Di questa rivoluzione antropologica, il Cavaliere è stato finora la guida spirituale e l’incarnazione mediatica. Nella sua figura e nel suo mito popolare una gran parte dei cittadini italiani s’è riconosciuta e identificata, secondo un processo simbiotico analogo a quello che lega il capo di una setta ai suoi adepti. E il peggio è che una tale narrazione ha finito per coinvolgere e contagiare perfino una parte degli oppositori, in mancanza di sufficienti anticorpi culturali e morali.
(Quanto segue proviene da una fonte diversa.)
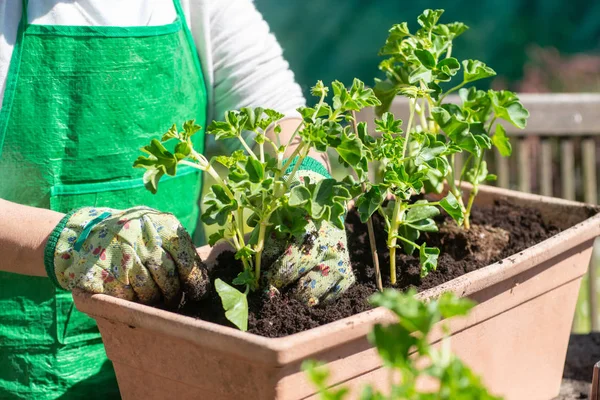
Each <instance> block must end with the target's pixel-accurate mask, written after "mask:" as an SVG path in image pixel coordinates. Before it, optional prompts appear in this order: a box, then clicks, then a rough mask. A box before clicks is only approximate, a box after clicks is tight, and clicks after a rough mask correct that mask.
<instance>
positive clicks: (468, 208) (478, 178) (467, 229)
mask: <svg viewBox="0 0 600 400" xmlns="http://www.w3.org/2000/svg"><path fill="white" fill-rule="evenodd" d="M476 163H477V169H476V170H475V182H473V188H472V189H471V193H469V202H468V203H467V210H466V211H465V221H464V226H465V229H467V230H469V229H470V228H471V221H470V217H471V208H472V207H473V202H474V201H475V197H476V196H477V193H478V192H479V171H480V170H481V164H482V163H483V151H481V155H480V156H478V157H477V159H476Z"/></svg>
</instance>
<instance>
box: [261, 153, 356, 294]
mask: <svg viewBox="0 0 600 400" xmlns="http://www.w3.org/2000/svg"><path fill="white" fill-rule="evenodd" d="M290 168H293V164H292V166H290ZM305 177H308V178H310V181H311V182H318V181H320V180H322V179H324V178H329V177H330V175H329V173H328V172H327V170H326V169H325V168H324V167H323V165H321V163H319V162H318V161H317V160H315V159H313V158H310V157H307V158H306V159H305V160H304V162H303V163H302V165H301V166H300V168H299V169H298V173H297V175H296V179H295V181H296V182H299V181H300V180H301V179H304V178H305ZM292 184H293V183H292ZM286 245H287V247H286ZM264 257H265V260H273V259H275V258H276V259H275V261H274V262H273V263H272V264H271V266H270V267H269V268H267V270H266V274H265V278H266V280H267V282H268V284H269V293H270V294H271V295H277V294H278V293H279V289H282V288H283V287H285V286H288V285H290V284H295V285H296V287H295V289H294V291H293V293H294V295H295V296H296V298H298V300H300V301H302V302H304V303H306V304H307V305H310V306H313V305H317V304H319V303H325V302H328V301H332V300H335V299H336V298H338V297H339V296H340V295H341V294H342V293H344V292H345V291H346V290H347V289H348V288H349V287H350V286H351V285H352V284H353V283H354V282H355V280H356V278H355V276H354V272H353V271H352V266H351V265H350V257H349V254H348V247H347V243H346V232H345V231H344V230H342V229H338V228H336V227H335V226H333V225H331V224H329V223H326V222H324V223H321V226H320V227H319V228H317V227H316V226H315V224H314V223H313V222H312V221H309V223H308V225H307V226H306V232H305V234H304V235H303V236H301V237H297V238H294V240H293V241H292V243H286V242H284V241H280V240H277V239H275V237H274V236H271V237H270V238H268V239H267V241H266V243H265V250H264Z"/></svg>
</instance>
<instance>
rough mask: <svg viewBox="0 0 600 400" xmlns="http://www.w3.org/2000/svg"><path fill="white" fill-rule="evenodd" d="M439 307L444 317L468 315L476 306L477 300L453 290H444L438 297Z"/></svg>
mask: <svg viewBox="0 0 600 400" xmlns="http://www.w3.org/2000/svg"><path fill="white" fill-rule="evenodd" d="M438 307H439V309H440V312H441V313H442V316H443V317H444V318H452V317H456V316H465V315H467V314H468V313H469V311H470V310H471V309H472V308H473V307H475V302H474V301H473V300H470V299H468V298H464V297H463V298H461V297H458V296H456V295H455V294H454V293H452V292H444V293H443V294H442V295H441V296H440V298H439V299H438Z"/></svg>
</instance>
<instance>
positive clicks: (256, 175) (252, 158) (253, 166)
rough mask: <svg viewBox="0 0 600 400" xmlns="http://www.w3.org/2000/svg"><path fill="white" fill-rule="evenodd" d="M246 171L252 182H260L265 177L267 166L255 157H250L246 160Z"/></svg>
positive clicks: (246, 172)
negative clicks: (265, 173) (262, 163)
mask: <svg viewBox="0 0 600 400" xmlns="http://www.w3.org/2000/svg"><path fill="white" fill-rule="evenodd" d="M246 173H247V174H248V179H249V180H250V182H252V183H259V182H261V181H262V180H263V179H264V178H265V167H264V166H263V165H262V163H261V162H260V161H258V160H256V159H254V158H248V160H247V161H246Z"/></svg>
Gli scandali delle Regioni dimostrano una volta di più che il decentramento amministrativo non può essere sottratto al coordinamento e al controllo dello Stato, come pretenderebbe la propaganda separatista di un malinteso federalismo. Altrimenti, si rischia di tornare all’Italia medievale dei feudatari, dei signori e signorotti, dei vassalli e valvassori. A partire proprio dalla concezione originaria di Carlo Cattaneo, invece, il federalismo è stato inteso come uno strumento per aggregare e unire, non per dividere: e così è dagli Stati Uniti d’America ai länder tedeschi.
Alla prova dei fatti, bisogna riconoscere che non ha prodotto risultati particolarmente apprezzabili la riforma costituzionale del Titolo V della Costituzione, approvata dal centrosinistra con pochi voti di maggioranza sotto il governo di Giuliano Amato nel 2001. L’ampliamento del potere legislativo delle Regioni a statuto ordinario s’è rivelato in realtà un boomerang, alimentando ulteriormente il disordine istituzionale nei rapporti con lo Stato centrale. Né la cosiddetta autonomia finanziaria, invocata a gran voce dalla Lega in nome del federalismo fiscale e non ancora operativa, sembra in grado di risolvere con un colpo di bacchetta magica le istanze di rigore e trasparenza che interpellano direttamente la classe politica.
Dal centro alla periferia, da Roma a Milano e a Palermo, la questione fondamentale resta quella di un ceto o di una casta che oggi appare nel suo complesso inaffidabile, invasiva, predatoria. La politica come professione, impiego o mestiere, piuttosto che come servizio ai cittadini. E dunque, una cattiva politica che genera e produce l’antipolitica. Il “racconto del capo”, di cui tratta il libro citato all’inizio, minaccia di diventare così l’autobiografia di un’intera nazione.